Raworth argues in her book Doughnut Economics: Seven Ways to Think Like a 21st-Century Economist that new economics need to be better aligned with human needs and planetary limits. It’s a concept that has garnered her more than 4 million views on TED Talks and has even captured the attention of the Pope.

The live online event, “Doughnut Economics: How circular economies can make Hawaiʻi more just and sustainable,” will be held on Thursday, October 7, at 8:30 a.m. The livestream event is open to the public. (Register here)

Kamanamaikalani Beamer

UH Mānoa Professor Kamanamaikalani Beamer, the Dana Naone Hall Endowed Chair in Hawaiian Studies, Literature and the Environment will serve as moderator. In response to the COVID-19 economic crisis, Beamer co-founded the ʻĀina Aloha Economic Futures initiative to help develop a new vision for the state’s economic future that is grounded in Native Hawaiian values.

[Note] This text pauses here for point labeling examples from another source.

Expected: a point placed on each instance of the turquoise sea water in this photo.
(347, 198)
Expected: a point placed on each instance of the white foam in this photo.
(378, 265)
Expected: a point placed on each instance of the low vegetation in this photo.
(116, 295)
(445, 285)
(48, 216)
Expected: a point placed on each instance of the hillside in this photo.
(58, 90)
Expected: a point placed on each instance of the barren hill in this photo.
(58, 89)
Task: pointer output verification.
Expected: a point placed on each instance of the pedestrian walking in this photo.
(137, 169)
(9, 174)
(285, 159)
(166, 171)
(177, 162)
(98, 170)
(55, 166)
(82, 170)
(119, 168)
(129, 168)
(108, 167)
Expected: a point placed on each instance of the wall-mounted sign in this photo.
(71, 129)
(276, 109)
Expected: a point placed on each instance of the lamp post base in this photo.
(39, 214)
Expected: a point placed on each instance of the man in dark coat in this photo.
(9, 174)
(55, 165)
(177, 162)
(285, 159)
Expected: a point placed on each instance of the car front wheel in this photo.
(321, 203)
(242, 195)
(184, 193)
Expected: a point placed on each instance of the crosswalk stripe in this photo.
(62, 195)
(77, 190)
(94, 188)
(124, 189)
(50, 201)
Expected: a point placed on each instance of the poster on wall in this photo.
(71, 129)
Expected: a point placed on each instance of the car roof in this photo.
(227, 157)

“We are at a critical moment when redesigning our economy to be more just and equitable to our people and our ʻāina has never been more important,” said Beamer, who holds joint appointments at Hawaiʻinuiākea School of Hawaiian Knowledge and the William S. Richardson School of Law. “Kate’s work is helping to inform these conversations around the world while we at home are looking to build on our ancestral foundation of aloha ʻāina.”

Hawaiʻi State Representative Amy Perusso, a UH alumna, underscores the importance of revamping Hawaiʻi’s economic model. “Neoliberal economics has clearly failed us,” Perusso said. “We need a new approach grounded in ecological and communitarian principles. Raworth’s work is critical in this respect, and it resonates with the ʻāina aloha and circular economy work being done in Hawaiʻi. Rethinking our assumptions and rewriting our narratives about economics will help facilitate a similar paradigm shift in our thinking about politics.”

More on Raworth

Raworth is a senior associate at Oxford’s Environmental Change Institute. She has worked for the United Nations Development Programme and currently serves on the World Health Organization’s Council on the Economics of Health for All.

The Better Tomorrow Speaker Series is a joint venture of the Hawaiʻi Community Foundation, Kamehameha Schools and UH Mānoa. Event sponsors include the UH Mānoa College of Social Sciences and the William S. Richardson School of Law.